Nommée par l’administrateur ad hoc pour représenter les deux élèves agressés, Me Nolwenn Jaffré insiste sur l’incompréhension des adolescents. « Tous les deux ne comprennent pas pourquoi elle a demandé à ses enfants de les attaquer. C’est une maman », relève l’avocate. Elle réclame 1 000 euros au titre du préjudice moral pour chacun.

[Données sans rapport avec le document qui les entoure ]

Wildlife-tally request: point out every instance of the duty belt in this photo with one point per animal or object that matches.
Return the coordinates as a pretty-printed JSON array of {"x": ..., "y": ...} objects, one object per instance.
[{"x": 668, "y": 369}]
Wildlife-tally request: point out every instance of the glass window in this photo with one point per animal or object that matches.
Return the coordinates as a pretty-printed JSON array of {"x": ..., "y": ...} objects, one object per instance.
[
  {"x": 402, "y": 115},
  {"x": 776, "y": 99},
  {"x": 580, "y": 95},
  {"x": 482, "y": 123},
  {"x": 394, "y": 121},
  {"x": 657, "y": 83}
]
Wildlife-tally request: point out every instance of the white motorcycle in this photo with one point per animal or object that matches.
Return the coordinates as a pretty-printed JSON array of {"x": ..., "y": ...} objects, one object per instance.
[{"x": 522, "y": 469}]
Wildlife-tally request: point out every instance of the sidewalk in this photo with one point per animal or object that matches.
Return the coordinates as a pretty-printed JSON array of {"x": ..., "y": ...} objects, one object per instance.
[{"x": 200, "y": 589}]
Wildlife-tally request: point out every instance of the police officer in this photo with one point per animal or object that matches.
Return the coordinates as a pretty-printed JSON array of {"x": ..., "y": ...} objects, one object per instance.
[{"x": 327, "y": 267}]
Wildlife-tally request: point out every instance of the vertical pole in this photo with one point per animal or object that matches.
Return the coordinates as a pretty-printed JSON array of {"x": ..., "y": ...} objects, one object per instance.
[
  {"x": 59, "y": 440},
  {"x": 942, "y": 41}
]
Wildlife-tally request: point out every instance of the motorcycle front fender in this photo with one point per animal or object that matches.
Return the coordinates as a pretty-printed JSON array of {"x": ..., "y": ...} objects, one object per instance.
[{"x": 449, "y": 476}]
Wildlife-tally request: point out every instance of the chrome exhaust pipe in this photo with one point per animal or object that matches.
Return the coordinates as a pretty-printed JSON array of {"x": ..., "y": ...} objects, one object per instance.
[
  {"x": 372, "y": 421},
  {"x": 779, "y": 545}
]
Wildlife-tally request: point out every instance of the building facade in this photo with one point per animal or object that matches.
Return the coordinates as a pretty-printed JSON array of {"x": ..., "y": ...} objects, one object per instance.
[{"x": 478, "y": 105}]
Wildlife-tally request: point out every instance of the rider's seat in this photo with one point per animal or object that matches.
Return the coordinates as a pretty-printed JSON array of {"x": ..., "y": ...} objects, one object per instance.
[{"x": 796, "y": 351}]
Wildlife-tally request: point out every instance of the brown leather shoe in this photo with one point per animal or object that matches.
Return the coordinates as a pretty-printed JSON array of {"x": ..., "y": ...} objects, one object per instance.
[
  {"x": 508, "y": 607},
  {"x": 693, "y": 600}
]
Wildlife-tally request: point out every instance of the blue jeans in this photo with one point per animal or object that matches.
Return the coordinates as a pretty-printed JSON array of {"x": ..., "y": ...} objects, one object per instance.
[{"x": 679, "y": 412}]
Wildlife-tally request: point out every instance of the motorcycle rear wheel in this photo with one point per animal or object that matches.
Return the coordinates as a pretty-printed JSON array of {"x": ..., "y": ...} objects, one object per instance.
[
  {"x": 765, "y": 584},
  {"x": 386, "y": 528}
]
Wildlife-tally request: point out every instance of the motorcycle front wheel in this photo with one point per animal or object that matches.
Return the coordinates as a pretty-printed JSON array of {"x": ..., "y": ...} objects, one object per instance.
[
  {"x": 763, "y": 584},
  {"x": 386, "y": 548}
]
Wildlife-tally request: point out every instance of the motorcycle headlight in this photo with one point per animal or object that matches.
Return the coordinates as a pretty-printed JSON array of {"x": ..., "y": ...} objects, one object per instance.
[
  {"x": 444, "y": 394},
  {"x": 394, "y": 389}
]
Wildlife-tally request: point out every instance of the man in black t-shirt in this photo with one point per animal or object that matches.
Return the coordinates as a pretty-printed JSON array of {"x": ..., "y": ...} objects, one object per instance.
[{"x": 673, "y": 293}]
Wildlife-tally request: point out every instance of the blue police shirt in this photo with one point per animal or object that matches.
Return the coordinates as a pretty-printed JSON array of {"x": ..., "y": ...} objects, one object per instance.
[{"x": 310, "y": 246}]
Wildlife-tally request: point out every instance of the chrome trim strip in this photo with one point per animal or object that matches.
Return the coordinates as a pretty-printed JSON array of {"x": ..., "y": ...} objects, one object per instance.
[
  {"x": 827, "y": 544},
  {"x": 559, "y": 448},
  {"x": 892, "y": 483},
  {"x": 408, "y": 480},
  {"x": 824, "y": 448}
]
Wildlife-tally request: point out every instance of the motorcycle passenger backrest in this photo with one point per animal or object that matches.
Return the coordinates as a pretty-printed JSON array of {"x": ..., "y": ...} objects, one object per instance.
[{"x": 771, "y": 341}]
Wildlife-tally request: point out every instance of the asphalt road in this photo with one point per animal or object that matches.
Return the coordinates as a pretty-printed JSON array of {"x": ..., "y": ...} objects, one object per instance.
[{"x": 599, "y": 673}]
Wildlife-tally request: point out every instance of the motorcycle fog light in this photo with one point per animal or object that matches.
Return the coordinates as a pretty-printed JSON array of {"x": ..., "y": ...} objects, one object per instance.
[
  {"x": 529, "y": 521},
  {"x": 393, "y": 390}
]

Dans ses réquisitions, le procureur de la République, David Charmatz, frappe plus fort encore. Il rappelle l’actualité récente des violences scolaires. « On a la mémoire courte. Le 10 juin 2025, une même Mme B. mourait sous les coups de couteau d’un élève, à Nogent. Elle aurait pu être la deuxième assistante morte », lance-t-il, en s’adressant à la prévenue. Pour le magistrat, Fatma n’était peut-être pas directement armée, mais elle aurait fourni l’élan, la colère, l’impulsion. « Son bras armé, c’est son fils. » Il requiert quinze mois d’emprisonnement avec sursis probatoire pendant deux ans.
La défense, elle, tente de replacer les faits dans un autre décor : celui d’une mère dépassée, convaincue que son fils était victime de harcèlement. « Le harcèlement, c’est une réalité qui fait des morts », tonne Me Ismaël Meziti. Il conteste l’idée d’une mère ayant armé ses enfants ou ordonné une attaque. « Elle n’avait pas de couteau. Elle n’a pas dit : ‘Plante-le' », insiste-t-il.
Le tribunal ne suit pas cette lecture. Après délibéré, Fatma est déclarée coupable. Le président retient une attitude vindicative, une participation à la rixe et une forme d’incitation dans les violences commises devant l’établissement. La mère de famille est condamnée à un an de prison, dont six mois ferme, exécutés sous bracelet électronique. Le tribunal veut, dit son président, « marquer la gravité des faits ». Fatma a interdiction d’entrer en contact avec les victimes et de paraître aux abords du collège Clémence-Isaure. Elle devra également indemniser les parties civiles : 1 000 euros pour chacun des deux élèves agressés, et 1 500 euros pour Mme B.